Y-h. Taguchi1, Y. Oono2
1tag@granular.com, Department of Physics, Chuo Universit; 2y-oono@uiuc.edu, Department of Physics, UIUC

The gene activities in the transcriptional response of cell cycle-synchronized human fibroblasts to serum [Lyer et al. Science 283, 83-87 (1999)] is analyzed by our novel nonmetric multidimensional scaling algorithm. Although the analysis of the microarray data with the aid of principal component analysis cannot clearly unravel the temproal order in the data, our intrinsically nonlinear analysis method unambiguously gives a ring-like arrangement of the genes, along which the gene activity peak rotates in time in an orderly fashion.
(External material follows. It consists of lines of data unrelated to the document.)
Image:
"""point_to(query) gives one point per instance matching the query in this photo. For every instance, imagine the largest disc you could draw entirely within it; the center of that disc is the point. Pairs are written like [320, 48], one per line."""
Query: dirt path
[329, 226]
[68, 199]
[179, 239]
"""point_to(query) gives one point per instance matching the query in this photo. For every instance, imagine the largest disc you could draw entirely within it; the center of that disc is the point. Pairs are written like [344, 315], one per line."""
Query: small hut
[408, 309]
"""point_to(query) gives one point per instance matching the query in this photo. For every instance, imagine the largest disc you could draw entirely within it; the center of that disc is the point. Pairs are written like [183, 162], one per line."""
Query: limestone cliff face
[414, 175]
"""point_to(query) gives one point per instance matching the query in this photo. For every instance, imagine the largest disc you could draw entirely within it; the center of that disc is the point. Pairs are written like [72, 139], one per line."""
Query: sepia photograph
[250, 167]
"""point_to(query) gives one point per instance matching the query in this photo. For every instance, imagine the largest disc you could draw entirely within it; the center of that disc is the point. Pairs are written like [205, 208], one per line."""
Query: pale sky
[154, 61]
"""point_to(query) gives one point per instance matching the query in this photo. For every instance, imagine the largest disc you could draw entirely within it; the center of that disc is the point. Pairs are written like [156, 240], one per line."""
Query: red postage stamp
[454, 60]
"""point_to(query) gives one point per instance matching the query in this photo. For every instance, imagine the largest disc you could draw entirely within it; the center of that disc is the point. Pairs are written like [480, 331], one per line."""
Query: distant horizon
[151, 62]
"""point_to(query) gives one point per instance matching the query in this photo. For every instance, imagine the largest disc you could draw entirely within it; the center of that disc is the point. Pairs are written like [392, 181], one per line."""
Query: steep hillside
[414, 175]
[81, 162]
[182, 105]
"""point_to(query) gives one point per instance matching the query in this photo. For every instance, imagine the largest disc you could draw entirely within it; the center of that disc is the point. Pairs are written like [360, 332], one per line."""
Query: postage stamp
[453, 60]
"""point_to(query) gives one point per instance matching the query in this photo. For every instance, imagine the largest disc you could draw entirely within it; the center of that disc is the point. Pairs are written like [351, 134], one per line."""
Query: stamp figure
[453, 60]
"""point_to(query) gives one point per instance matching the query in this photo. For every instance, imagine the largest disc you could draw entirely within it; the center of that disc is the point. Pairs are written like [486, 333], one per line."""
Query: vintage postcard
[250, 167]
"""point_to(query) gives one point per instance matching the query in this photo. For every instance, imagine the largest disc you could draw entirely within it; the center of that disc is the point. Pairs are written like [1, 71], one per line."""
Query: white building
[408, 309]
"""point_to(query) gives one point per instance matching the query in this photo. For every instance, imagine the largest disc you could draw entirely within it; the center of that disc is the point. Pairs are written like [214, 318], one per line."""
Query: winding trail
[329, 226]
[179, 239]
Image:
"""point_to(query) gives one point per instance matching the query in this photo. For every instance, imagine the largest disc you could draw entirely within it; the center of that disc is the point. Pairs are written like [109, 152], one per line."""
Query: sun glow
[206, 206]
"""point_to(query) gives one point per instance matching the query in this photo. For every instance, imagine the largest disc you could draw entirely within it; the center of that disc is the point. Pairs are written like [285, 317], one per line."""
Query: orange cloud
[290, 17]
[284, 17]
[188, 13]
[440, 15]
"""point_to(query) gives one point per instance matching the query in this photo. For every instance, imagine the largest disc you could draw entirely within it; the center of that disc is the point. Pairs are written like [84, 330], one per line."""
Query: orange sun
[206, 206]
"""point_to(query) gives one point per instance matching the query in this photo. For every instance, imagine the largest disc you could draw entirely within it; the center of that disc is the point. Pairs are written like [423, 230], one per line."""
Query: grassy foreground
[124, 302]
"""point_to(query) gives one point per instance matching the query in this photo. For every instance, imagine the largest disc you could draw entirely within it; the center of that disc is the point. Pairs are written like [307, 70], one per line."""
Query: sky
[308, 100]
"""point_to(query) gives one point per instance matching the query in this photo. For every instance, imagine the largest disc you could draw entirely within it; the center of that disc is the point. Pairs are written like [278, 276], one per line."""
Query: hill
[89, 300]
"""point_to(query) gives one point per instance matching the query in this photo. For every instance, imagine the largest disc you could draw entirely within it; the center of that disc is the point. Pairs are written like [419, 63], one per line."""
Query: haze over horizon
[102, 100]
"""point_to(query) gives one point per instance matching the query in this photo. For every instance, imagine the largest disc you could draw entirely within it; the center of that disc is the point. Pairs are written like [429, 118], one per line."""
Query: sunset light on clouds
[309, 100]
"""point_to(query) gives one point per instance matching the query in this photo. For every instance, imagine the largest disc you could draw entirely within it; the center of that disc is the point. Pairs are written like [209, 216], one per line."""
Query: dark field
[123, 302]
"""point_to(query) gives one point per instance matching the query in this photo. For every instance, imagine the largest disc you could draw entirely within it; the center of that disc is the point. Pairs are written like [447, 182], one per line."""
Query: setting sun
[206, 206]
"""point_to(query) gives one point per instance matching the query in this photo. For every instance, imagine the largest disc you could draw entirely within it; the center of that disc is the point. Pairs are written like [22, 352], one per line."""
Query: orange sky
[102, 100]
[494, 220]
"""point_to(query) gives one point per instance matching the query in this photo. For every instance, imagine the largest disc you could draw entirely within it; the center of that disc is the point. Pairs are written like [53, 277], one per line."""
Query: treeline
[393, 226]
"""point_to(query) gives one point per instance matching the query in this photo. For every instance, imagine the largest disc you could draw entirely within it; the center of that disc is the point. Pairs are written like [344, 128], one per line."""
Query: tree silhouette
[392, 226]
Although our method is fully unsupervised, the obtained results
are comparable to the results that would be obtained by detailed Fourier analysis(cf. http://www.granular.com/MDS/fig_ISMB2003.pdf ). Thus, our result emphasizes that data mining is intrinsically a nonlinear analysis, and nonmetric MDS could be a powerful means. Especially, our novel nMDS algorithm is maximally non-metric and is designed for large scale data sets, so it could be a useful data mining method for bioinformatics data as well as other biological data sets such as ecological, phylogenetic, and biochemical ones.